5. There is a positive effect to the dividends on the income of Jordanian industrial companies. Reflected the important of dividends polic from a view of shareholders, which reflected on the value of company shares and its ability to raise capital and achieve profits. This result agrees with Abed [12], Almedine [3], zagreb [13] mentioned there is a direct relationship with dividends and share price, also, dividends effect the decisions of shareholders to maintain their shares and increase their investment in the company.

6. There is appositively and strongly correlation between income and dividends of the Jordanian industrial companies. This confirms the interactive effect between profits and dividends in the Jordanian industrial companies. Also Almedine [3], Abed [12] consider a reciprocal relationship between profits and dividends, because when profit increase the company's growth rate expected to increase, then expected future dividends will increase. Also, dividends policy reflects the ability of company to achieve future profits.

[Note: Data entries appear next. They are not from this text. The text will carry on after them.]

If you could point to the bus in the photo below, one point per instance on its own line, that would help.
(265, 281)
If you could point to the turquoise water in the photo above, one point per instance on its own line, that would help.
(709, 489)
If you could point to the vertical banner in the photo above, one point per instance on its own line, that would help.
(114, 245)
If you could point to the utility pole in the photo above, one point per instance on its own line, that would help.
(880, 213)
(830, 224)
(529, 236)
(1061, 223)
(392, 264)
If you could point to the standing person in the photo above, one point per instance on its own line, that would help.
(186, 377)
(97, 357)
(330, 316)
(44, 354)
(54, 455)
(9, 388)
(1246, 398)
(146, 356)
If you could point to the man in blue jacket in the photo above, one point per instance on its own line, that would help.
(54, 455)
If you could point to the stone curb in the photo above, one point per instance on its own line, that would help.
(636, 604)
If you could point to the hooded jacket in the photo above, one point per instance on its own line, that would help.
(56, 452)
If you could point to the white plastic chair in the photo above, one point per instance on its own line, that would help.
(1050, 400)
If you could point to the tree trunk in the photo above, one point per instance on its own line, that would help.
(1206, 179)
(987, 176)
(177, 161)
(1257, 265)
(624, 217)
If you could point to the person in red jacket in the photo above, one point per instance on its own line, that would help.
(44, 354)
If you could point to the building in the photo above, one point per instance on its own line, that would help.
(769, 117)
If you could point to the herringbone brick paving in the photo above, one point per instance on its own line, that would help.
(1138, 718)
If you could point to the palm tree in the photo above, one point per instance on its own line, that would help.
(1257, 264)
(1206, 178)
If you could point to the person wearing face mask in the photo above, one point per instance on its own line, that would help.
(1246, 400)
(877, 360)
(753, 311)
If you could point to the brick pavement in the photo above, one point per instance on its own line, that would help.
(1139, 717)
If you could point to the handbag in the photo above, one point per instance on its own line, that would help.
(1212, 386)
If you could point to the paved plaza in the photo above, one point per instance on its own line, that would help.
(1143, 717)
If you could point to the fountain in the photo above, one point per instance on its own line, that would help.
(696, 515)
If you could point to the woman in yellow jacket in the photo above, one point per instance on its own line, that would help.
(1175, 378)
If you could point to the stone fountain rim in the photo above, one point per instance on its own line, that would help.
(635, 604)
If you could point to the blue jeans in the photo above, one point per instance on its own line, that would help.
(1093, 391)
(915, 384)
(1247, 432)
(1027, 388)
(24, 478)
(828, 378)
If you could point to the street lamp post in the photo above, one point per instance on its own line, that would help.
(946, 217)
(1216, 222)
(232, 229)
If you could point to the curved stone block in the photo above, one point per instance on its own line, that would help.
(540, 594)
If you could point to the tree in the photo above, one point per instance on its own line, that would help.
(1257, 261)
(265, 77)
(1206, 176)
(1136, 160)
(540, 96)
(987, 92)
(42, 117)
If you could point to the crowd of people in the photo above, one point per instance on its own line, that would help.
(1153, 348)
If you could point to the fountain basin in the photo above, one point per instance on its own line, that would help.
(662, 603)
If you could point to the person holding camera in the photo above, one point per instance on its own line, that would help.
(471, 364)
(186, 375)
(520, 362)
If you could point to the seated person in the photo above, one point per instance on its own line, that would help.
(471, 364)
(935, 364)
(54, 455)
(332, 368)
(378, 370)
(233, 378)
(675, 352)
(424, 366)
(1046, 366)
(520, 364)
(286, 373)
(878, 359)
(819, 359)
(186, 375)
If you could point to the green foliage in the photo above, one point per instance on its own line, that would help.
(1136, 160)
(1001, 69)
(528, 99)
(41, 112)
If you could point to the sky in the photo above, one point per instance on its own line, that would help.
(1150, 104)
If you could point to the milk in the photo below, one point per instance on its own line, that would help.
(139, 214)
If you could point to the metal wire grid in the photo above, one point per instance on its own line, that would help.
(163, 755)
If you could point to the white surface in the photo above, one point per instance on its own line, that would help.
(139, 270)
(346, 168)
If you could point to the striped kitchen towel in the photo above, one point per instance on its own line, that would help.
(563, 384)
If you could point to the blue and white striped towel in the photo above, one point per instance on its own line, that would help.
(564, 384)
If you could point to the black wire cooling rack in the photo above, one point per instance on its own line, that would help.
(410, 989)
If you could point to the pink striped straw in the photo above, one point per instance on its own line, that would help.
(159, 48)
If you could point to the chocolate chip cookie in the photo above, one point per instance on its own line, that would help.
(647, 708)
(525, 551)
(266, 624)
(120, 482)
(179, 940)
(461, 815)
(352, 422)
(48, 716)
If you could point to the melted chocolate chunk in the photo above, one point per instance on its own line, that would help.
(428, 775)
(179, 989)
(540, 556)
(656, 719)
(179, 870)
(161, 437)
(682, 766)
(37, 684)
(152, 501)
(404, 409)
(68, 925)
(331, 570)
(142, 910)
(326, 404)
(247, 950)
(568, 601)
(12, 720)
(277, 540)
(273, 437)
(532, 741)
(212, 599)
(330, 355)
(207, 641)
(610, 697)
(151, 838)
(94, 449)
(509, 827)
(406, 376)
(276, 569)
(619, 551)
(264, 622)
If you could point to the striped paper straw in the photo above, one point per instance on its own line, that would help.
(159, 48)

7. The effect of the dividends on the income is more than the effect of the income on the dividends in Jordanian industrial companies. Especially dividends policy a crucial policy effects the company's reputation and impressions of shareholders about financial position strength. In contrast dividends, policy effects the company's ability to retain returned earnings, which is reflected in the company's growth rate and its ability to achieve profit. This result agree with study done by zagreb [13] concluded that the effect of dividends higher than the effect of profit on shares market value.

Conclusion And Recommendations

The purpose of study investigates the effect of financing structure in achieving profits and distributing dividends of the Jordanian public industrial companies, and the interactive effect between profits and distributing dividends. The researcher can reach to different consultation and recommendations the most prominent were:

• The necessity of Jordanian industrial companies concentrate and increase their attention and efficiency of investing borrowed funds, through making decision balances between the important elements related with return on investment expected of debt funds on the one side, and the interest paid and controlling debt costs on the other side.

•Determining the dividends policy that help in improving the company's reputation and image between investors, and reflects the value of its shares and its ability to achieve earnings and retained earnings. In contrast, increasing dividends lead to decline the value of returned earnings, which adversely affect the company's growth rate and its value.

• Securities official bodies and authority in Jordan must increase their interests in the financial market efficiency by enabling the Jordanian industrial companies issuing new financial instruments such as preferred shares in facilitating terms, and helping companies to obtain financing sources, thus enabling these companies utilization investment opportunities and reach to the idle financing structure, that maximizing the wealth of the owners and the value of the company.

• Researcher need to continue their research in this field and applied comparative studies in other sectors such as financial and service sectors. And study the idle composition of financing structure that related returns and weighted average capital cost of financing funds, and makes the weighted cost of funds at a minimum level.

• Finally, the researcher confirms the need for the companies to diversify their financing resources that lead to diversity risks and obtain a balance between the degrees of risk associated with increasing debt on the one hand and the use of their advantages on the other hand. And directed their funds toward thoughtful and profitable investments able to cover their costs and increase the company's value in the long run.